Bayesian Quantum Amplitude Estimation

TL;DR

This paper introduces BAE, a noise-aware Bayesian quantum amplitude estimation algorithm that achieves near-Heisenberg limit performance, adapts to noise, and outperforms existing methods in various scenarios.

Contribution

The paper presents BAE and aBAE, novel Bayesian algorithms for quantum amplitude estimation that are noise-aware, adaptive, parallelizable, and demonstrate superior performance over existing approaches.

Findings

BAE saturates the Heisenberg limit in ideal conditions.

BAE outperforms other algorithms in noisy and noiseless scenarios.
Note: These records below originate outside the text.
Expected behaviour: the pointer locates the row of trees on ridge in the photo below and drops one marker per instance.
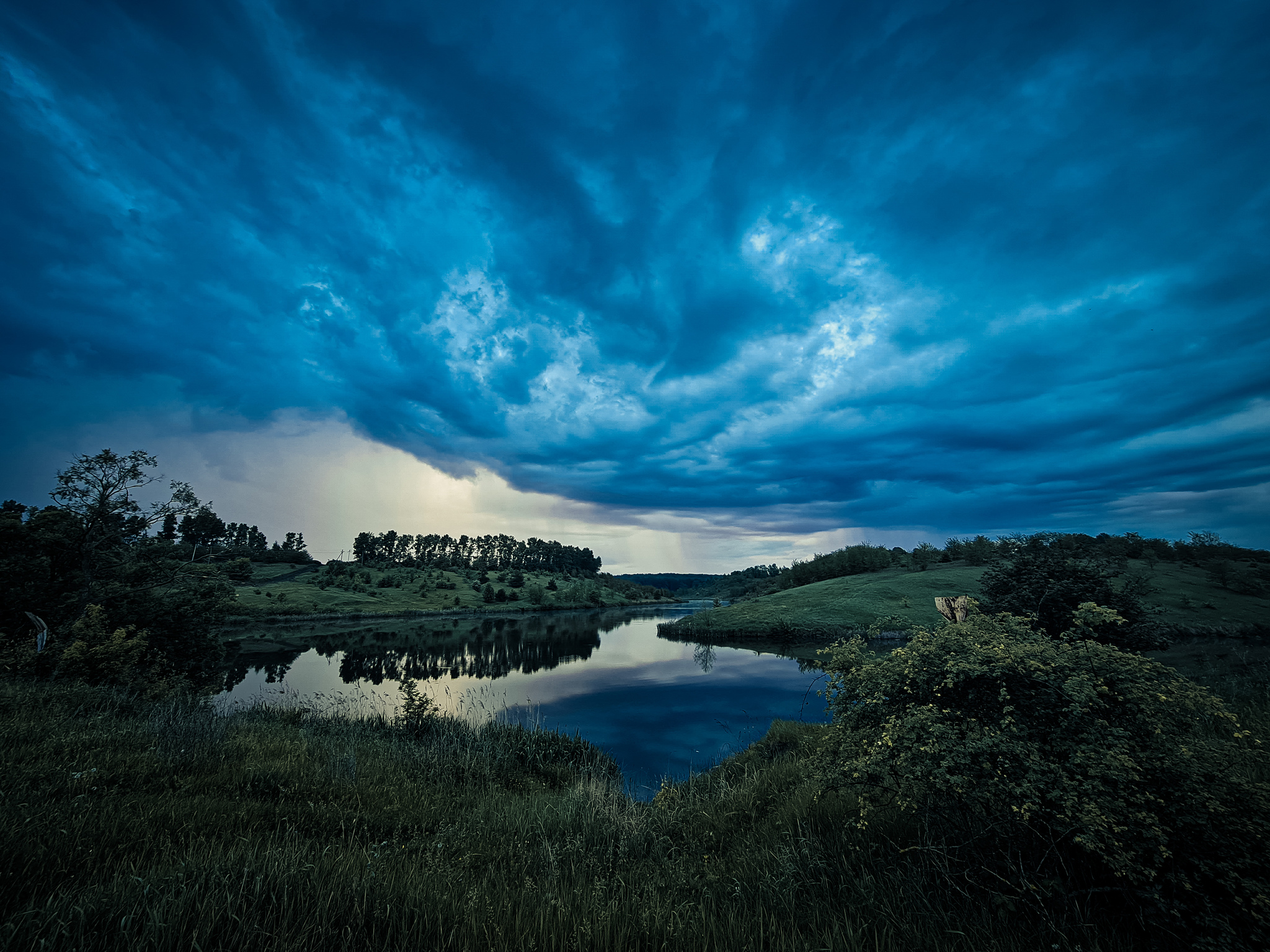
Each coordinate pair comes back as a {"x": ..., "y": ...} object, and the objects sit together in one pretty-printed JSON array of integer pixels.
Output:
[{"x": 482, "y": 552}]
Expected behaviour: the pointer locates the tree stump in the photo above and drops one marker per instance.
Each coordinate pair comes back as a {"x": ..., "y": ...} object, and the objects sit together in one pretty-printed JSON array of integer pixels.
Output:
[{"x": 954, "y": 609}]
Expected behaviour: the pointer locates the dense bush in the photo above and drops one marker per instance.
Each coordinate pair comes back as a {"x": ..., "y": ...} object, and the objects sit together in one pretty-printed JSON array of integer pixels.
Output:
[
  {"x": 1068, "y": 776},
  {"x": 1047, "y": 584}
]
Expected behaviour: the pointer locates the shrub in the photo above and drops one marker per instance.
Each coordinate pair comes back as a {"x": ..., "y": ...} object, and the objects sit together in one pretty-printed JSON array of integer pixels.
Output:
[
  {"x": 1061, "y": 775},
  {"x": 239, "y": 570}
]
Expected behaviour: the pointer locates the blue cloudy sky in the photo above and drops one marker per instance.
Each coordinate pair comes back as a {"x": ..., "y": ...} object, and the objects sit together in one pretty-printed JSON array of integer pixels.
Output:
[{"x": 765, "y": 271}]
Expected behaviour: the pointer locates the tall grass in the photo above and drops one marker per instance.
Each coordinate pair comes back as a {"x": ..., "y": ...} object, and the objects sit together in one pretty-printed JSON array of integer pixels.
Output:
[{"x": 174, "y": 827}]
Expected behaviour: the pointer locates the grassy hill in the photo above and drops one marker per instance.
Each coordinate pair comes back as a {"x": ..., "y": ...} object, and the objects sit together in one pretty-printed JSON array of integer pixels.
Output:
[
  {"x": 287, "y": 589},
  {"x": 828, "y": 609}
]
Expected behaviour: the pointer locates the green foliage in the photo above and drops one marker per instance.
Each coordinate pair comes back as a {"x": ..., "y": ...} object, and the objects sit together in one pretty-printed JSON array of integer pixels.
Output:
[
  {"x": 1065, "y": 775},
  {"x": 100, "y": 656},
  {"x": 1044, "y": 583},
  {"x": 923, "y": 555},
  {"x": 168, "y": 827},
  {"x": 889, "y": 625},
  {"x": 418, "y": 710},
  {"x": 239, "y": 570}
]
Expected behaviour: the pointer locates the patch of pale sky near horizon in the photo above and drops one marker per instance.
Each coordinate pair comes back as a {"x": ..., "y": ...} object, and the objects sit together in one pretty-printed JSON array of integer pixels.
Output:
[{"x": 322, "y": 478}]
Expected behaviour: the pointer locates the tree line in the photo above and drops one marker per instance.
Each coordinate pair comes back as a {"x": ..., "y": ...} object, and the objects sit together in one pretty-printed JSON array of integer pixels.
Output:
[
  {"x": 481, "y": 552},
  {"x": 130, "y": 593}
]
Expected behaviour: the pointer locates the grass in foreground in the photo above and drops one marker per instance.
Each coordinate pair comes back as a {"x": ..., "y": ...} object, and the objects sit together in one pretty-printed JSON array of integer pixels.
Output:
[{"x": 156, "y": 827}]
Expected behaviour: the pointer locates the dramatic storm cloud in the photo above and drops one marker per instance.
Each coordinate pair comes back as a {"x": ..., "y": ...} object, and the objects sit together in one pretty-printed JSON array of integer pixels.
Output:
[{"x": 966, "y": 267}]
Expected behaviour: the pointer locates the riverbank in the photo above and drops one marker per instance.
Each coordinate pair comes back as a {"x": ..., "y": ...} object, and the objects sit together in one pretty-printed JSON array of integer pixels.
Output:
[
  {"x": 172, "y": 826},
  {"x": 164, "y": 827},
  {"x": 1185, "y": 603}
]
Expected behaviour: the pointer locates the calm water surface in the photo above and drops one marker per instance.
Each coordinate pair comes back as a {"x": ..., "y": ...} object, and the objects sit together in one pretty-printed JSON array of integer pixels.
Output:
[{"x": 658, "y": 707}]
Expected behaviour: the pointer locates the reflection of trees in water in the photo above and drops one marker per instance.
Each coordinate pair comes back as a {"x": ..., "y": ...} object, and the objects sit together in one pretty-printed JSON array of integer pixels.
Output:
[
  {"x": 275, "y": 664},
  {"x": 455, "y": 648}
]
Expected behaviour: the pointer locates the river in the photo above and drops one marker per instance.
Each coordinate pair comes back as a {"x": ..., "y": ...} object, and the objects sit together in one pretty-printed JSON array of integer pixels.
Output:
[{"x": 659, "y": 707}]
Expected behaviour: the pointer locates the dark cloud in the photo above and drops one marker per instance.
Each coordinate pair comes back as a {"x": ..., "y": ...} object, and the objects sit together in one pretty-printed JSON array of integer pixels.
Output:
[{"x": 964, "y": 266}]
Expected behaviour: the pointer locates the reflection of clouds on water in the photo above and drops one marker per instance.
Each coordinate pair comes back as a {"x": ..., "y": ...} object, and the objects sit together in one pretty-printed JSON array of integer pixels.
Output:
[
  {"x": 658, "y": 706},
  {"x": 454, "y": 648}
]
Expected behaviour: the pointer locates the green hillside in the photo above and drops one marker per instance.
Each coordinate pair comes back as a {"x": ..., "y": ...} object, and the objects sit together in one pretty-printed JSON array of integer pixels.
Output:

BAE can learn and adapt in the presence of decoherence.

Abstract

We present BAE, a problem-tailored and noise-aware Bayesian algorithm for quantum amplitude estimation. In a fault tolerant scenario, BAE is capable of saturating the Heisenberg limit; if device noise is present, BAE can dynamically characterize it and self-adapt. We further propose aBAE, an annealed variant of BAE drawing on methods from statistical inference, to enhance robustness. Our proposals are parallelizable in both quantum and classical components, offer tools for fast noise model assessment, and can leverage preexisting information. Additionally, they accommodate experimental limitations and preferred cost trade-offs. We propose a robust benchmark for amplitude estimation algorithms and use it to test BAE against other approaches, demonstrating its competitive performance in both noisy and noiseless scenarios. In both cases, it achieves lower error than any other algorithm as a function of the cost. In the presence of decoherence, it is capable of learning when other algorithms fail.